Sequoia’s David Cahn laid out the arithmetic bluntly: there is approximately a $600 billion annual revenue gap between what hyperscalers are spending on AI infrastructure and what the AI ecosystem is generating in actual end-user sales. That gap, calculated in 2025, is widening in 2026 as capex has accelerated faster than revenue projections. According to Allianz Research, the divergence between AI capital expenditure and revenue growth is running at roughly 46%, already exceeding the 32% divergence observed during the 2001 telecom excess cycle.
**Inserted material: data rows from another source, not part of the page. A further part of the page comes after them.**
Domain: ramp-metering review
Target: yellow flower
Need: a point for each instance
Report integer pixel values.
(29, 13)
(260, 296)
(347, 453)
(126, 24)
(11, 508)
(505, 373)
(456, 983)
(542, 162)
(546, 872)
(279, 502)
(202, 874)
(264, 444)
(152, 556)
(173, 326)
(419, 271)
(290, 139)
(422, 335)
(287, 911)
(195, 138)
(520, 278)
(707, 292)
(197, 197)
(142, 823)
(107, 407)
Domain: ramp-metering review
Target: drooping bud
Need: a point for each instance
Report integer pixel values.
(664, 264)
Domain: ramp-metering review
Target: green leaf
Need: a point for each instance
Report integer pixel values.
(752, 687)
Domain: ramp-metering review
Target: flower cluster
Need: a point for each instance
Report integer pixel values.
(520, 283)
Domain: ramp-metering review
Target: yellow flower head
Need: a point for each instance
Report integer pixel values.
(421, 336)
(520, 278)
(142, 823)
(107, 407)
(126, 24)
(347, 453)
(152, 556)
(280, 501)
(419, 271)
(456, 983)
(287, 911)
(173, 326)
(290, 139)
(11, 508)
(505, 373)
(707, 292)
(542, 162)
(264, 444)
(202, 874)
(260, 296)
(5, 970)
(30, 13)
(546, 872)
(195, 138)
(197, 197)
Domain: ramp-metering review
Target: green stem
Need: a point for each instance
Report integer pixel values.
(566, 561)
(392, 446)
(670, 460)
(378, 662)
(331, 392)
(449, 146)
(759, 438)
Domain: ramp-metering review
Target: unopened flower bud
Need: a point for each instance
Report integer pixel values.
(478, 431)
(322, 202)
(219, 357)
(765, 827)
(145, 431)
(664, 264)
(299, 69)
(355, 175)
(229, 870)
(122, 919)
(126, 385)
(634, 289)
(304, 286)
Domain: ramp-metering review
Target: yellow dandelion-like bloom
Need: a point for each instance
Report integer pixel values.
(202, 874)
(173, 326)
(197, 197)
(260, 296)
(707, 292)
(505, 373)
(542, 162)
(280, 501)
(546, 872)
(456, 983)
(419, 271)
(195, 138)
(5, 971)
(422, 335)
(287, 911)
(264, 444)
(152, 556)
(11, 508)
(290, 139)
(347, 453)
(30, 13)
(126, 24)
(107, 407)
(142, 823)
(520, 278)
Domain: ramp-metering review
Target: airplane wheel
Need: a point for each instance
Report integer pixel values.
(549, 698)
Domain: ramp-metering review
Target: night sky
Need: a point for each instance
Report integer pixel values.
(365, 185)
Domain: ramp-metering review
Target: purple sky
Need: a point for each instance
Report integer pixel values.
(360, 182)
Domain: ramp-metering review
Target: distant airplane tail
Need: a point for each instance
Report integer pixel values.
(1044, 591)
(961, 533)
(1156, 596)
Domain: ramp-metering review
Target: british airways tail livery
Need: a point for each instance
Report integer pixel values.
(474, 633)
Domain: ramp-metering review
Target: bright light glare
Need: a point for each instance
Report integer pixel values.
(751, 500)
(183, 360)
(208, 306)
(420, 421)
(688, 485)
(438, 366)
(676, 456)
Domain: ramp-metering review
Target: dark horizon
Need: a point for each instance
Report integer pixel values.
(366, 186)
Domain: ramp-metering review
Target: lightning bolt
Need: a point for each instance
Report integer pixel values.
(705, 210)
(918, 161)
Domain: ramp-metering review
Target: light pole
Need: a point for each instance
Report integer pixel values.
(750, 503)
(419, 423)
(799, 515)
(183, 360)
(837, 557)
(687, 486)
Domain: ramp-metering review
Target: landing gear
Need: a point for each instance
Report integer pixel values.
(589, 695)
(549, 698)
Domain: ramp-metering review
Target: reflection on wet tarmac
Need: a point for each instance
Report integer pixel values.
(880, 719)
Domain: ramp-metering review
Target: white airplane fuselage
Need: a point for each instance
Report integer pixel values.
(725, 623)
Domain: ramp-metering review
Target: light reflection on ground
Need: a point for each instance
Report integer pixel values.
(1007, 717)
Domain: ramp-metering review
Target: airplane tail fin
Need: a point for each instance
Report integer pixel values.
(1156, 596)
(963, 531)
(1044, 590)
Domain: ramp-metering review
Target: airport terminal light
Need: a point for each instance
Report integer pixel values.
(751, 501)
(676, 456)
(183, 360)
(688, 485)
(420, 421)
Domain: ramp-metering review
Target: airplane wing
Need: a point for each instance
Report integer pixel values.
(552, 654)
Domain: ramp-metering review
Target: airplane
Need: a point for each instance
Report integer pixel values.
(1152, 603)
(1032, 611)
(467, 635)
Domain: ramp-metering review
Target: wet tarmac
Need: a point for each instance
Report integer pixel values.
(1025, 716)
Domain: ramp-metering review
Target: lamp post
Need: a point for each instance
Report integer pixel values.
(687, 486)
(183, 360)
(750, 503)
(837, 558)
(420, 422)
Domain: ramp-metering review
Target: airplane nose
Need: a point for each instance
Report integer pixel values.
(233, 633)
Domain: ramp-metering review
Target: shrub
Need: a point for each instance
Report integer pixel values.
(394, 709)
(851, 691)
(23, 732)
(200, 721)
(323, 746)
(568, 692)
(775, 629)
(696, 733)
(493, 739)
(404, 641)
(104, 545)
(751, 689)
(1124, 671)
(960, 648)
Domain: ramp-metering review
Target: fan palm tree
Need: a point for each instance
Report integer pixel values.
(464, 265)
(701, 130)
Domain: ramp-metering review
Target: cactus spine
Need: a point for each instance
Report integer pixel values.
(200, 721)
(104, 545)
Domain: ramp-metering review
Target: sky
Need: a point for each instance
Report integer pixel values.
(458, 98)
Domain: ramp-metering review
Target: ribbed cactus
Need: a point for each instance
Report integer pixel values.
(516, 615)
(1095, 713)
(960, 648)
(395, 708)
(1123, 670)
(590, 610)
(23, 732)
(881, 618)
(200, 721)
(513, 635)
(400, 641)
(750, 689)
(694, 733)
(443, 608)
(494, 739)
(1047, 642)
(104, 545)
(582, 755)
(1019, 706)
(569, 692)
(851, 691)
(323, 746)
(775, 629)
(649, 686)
The Federal Reserve flagged AI as a top systemic risk in its 2026 financial stability report, ranking it just behind geopolitical threats. Man Group published institutional research calling the current AI financial architecture “unsustainable.” These are not fringe voices.

A few specific concerns deserve more attention than they are getting. First, a significant portion of the capex increase is being driven by input cost inflation rather than new capacity decisions. Microsoft disclosed that approximately $25 billion of its $190 billion 2026 budget is attributable to higher component pricing, particularly memory chips. The industry is paying more for the same or similar capacity. Second, enterprise adoption is lagging the infrastructure build. Multiple enterprise surveys in 2025-2026 reported that the vast majority of corporate AI projects have delivered no measurable return on investment. The technology is real. The business implementation is not delivering at the rate the infrastructure investment assumes.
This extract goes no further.